The redefinition of marriage to encompass same-sex couples fatally severs the link between marriage and procreation. That’s why Reinhardt has to misdescribe marriage (see point 2).

b. Reinhardt also addresses the argument that “marriage reduces the threat of ‘irresponsible procreation’—that is, unintended pregnancies out of wedlock—by providing an incentive for couples engaged in potentially procreative sexual activity to form stable family units.” He says that this argument necessarily rests on the proposition that “opposite-sex couples were more likely to procreate accidentally or irresponsibly when same-sex couples were allowed access to the designation of ‘marriage’” (emphasis in original)—a proposition he dismisses as not “even conceivably plausible.”

It is odd that Reinhardt defines “irresponsible procreation” to mean only “unintended pregnancies out of wedlock.” Given how marriage benefits children, it is entirely reasonable to regard intended pregnancies out of wedlock at as least as irresponsible. And, again, it is entirely reasonable to believe that the more marriage is devalued as the vehicle for responsible procreation (a devaluation that necessarily flows from the redefinition of marriage to include same-sex couples), the more out-of-wedlock procreation, intended or unintended, there will be.

4. Reinhardt opines that Proposition 8 doesn’t advance California’s interest in “proceed[ing] with caution” in redefining marriage. (Pp. 64-66.) Here again, he plays his game of obscuring the role of the California supreme court, as he maintains that “the State” didn’t proceed with caution by first “provid[ing] same-sex couples the right to marry” and enabling more than 18,000 such couples to marry before adopting Proposition 8.

Reinhardt also contends that there is “no rational connection”—none at all—“between the asserted purpose of ‘proceeding with caution’ and the enactment of an absolute ban, unlimited in time, on same-sex marriage in the state constitution.” His contention rests on the fallacy that re-amending the state constitution would be exceptionally difficult to do.

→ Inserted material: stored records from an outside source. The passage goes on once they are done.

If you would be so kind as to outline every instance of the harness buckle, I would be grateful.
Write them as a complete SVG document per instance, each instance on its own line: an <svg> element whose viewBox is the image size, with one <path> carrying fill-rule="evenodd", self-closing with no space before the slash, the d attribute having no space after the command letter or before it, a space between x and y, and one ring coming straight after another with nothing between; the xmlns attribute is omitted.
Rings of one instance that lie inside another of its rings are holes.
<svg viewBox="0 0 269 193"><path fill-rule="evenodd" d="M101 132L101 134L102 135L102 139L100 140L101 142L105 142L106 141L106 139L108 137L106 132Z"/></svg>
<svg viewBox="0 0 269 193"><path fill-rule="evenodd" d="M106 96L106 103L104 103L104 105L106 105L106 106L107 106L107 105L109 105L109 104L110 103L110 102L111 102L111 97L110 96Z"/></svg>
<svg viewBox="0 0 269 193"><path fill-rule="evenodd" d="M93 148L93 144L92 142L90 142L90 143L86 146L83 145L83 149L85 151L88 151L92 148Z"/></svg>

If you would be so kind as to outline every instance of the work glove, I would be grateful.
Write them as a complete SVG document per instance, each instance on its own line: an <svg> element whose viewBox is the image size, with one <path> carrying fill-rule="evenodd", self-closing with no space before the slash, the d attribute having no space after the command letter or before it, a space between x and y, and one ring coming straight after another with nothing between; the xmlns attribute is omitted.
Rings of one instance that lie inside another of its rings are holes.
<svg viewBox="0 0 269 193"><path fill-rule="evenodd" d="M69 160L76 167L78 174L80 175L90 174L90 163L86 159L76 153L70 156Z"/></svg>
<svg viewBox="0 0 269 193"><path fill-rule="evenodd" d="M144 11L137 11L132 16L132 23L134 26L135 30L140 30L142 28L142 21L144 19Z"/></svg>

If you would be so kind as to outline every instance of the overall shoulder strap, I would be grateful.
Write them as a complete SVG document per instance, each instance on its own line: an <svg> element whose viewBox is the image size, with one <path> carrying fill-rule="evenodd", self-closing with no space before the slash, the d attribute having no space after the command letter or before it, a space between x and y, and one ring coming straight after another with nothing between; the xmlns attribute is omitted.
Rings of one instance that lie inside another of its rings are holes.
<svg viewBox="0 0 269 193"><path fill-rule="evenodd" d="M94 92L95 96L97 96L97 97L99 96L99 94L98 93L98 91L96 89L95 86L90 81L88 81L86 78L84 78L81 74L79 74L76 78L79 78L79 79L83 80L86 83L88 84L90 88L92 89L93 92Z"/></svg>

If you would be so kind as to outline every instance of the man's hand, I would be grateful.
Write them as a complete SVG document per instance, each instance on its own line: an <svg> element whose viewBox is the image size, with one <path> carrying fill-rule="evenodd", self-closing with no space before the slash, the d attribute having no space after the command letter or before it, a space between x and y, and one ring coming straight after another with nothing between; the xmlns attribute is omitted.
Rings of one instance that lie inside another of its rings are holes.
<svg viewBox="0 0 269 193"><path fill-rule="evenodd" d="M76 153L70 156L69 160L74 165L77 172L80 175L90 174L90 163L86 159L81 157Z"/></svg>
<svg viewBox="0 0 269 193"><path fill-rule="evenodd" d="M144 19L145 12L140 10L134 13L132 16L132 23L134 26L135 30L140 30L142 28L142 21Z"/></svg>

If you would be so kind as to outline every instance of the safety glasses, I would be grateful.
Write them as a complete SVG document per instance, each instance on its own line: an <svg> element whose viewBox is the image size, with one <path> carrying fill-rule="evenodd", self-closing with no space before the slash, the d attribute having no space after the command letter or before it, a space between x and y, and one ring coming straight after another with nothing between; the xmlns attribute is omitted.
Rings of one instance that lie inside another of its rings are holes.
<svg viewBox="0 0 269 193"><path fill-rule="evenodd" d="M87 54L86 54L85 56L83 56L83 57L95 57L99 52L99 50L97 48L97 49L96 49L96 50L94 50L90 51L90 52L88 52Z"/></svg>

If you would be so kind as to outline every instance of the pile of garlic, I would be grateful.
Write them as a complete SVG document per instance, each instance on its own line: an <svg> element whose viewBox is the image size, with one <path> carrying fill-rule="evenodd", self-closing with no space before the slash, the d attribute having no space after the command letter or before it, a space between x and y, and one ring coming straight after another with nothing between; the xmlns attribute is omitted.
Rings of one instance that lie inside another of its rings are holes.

Reinhardt further claims that “it is not credible to suggest that ‘proceed[ing] with caution’ was the reason the voters adopted the measure.” Whether or not it was the exclusive reason, it certainly is credible to suggest that it was part of the reason. Reinhardt contends that the “avowed purpose of Proposition 8 was to return with haste to a time when same-sex couples were barred from using the official designation of ‘marriage,’ not to study the matter further.” But here he ignores the fact that the California supreme court construed the voters’ intent as leaving in place existing same-sex marriages. He also ignores the elementary fact that California voters could “study the matter further” by observing what happens to marriage in other states and other countries.

5. If one accepts Reinhardt’s reasoning that dismisses the core rationales for traditional marriage, I don’t see how traditional marriage laws could survive anywhere. In other words, the sweep of Reinhardt’s reasoning is far broader than his purportedly narrow holding.

6. Former judge Vaughn Walker’s purported factual findings play virtually no role in Reinhardt’s ruling. That’s further evidence that Walker’s whole trial was a pointless (and time-consuming) farce.